May I also join the Deputy Prime Minister in paying tribute to the role of the emergency services and the two hospitals in Hertfordshire--the Lister hospital and the Queen Elizabeth II hospital--and to the response of local people?
Although the terrible tragedy happened on the fast line of that stretch of track, there is also a slow line, which serves commuters and others from Hatfield and Potters Bar. Does the Deputy Prime Minister agree that safety checks should be every bit as stringent on that section of the track as on the fast section?
Mr. Julian Brazier (Canterbury): On a point of order, Mr. Speaker. I wish to raise a question regarding a breach of the courtesies of the House. It reached my attention only a little while ago, so I was not able to give you advance notice of the matter in writing.
At 12 o'clock today, the Select Committee on Defence presented a substantial report on Kosovo. As you know, Mr. Speaker, the rule of the House is that the Government are required to respond in writing to the Defence Committee within 60 days. However, by 2.30 this afternoon, the Government had held a press conference to reply to the report. Is that a breach of courtesy, or is it merely the greatest possible accolade for a damning report?
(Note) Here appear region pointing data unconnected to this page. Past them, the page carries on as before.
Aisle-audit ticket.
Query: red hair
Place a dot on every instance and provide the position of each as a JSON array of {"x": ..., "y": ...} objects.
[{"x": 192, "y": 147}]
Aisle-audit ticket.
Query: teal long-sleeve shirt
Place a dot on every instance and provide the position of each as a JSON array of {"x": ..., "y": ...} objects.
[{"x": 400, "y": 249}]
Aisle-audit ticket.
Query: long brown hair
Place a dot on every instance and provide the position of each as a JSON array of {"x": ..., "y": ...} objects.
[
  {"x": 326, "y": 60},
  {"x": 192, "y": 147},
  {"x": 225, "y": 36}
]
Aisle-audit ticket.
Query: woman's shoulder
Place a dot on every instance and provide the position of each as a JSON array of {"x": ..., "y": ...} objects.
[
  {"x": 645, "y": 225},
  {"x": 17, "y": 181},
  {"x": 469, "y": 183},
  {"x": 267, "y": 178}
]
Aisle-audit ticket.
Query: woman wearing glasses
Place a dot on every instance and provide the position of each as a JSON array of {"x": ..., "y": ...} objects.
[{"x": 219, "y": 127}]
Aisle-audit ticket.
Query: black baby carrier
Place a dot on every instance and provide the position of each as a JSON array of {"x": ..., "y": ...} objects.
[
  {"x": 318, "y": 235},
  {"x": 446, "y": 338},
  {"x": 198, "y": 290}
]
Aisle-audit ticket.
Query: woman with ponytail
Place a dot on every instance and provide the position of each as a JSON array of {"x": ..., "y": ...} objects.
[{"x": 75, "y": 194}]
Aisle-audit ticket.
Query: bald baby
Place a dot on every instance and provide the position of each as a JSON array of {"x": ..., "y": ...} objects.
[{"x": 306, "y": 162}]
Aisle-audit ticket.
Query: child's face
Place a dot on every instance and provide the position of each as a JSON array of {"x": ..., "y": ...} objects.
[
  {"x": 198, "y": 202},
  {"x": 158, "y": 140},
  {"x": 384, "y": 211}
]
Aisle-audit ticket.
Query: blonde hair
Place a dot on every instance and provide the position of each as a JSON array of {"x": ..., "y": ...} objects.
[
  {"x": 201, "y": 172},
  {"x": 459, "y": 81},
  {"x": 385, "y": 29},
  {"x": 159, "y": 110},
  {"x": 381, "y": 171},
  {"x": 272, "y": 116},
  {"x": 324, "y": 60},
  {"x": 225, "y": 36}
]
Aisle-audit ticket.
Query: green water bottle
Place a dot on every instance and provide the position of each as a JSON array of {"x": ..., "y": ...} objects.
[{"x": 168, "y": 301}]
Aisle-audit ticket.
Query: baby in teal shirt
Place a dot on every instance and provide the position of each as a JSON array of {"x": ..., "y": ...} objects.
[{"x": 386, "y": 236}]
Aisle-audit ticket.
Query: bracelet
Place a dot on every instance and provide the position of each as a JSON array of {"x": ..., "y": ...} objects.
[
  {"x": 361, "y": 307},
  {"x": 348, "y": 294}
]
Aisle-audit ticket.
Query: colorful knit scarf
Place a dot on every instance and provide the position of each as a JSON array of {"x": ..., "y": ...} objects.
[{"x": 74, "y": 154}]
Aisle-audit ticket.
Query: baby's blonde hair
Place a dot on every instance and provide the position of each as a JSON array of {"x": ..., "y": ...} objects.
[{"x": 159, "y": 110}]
Mr. David Maclean (Penrith and The Border): On a point of order, Mr. Speaker. You will be aware that during the summer my right hon. Friend the Leader of the Opposition called on the Prime Minister to recall Parliament, so that hon. Members could discuss the grave crisis that the nation faced as a result of the fuel protests. The Government admitted that the protests almost brought the country to its knees, and they are now taking emergency measures to combat any future crisis.
Tomorrow, the House will have its first opportunity to debate the crisis. A few moments ago, the Deputy Prime Minister told my hon. Friend the Member for Buckingham (Mr. Bercow) that he was always ready to come to the House to discuss important issues. However, he has decided that he will not reply to tomorrow's debate, and that a junior Minister will do so instead.
Mr. Speaker: Order. There is only one Chairman in this establishment. If the right hon. Member for Penrith and The Border (Mr. Maclean) is making a point about which Minister is to deal with a debate, I can tell him that that has absolutely nothing to do with the Chair.
Mr. Maclean: I appreciate that point, Mr. Speaker, but in your normal discussions with the representatives of the usual channels will you, as a new and respected Speaker, point out that the fact that neither the Prime Minister nor the Deputy Prime Minister will be present to answer a debate on the gravest crisis facing the country is a slight injustice--not to say a grave insult--to the House? However able the junior Minister involved may be, does not putting him or her forward to respond to the debate mean that justice is not being done to this important matter?
Mr. Gerald Howarth (Aldershot): Further to that point of order, Mr. Speaker. May I urge you to look at the innumerable pronouncements made by your predecessor, in which she made clear her concern about the House's loss of authority in our national life? You, Mr. Speaker, were among the many candidates in yesterday's election who shared her concern. Your predecessor frequently deprecated the behaviour of Ministers in the treatment of the House.
May I therefore invite you, Mr. Speaker, to set out to the House, and for the benefit of the Government Front Bench, what your feelings are on this matter? How do you believe Ministers should treat this House in terms of making statements here rather than on the Radio 4 "Today" programme, and in appearing here to be answerable to us on important occasions, as my right hon. Friend the Member for Penrith and The Border (Mr. Maclean) has pointed out?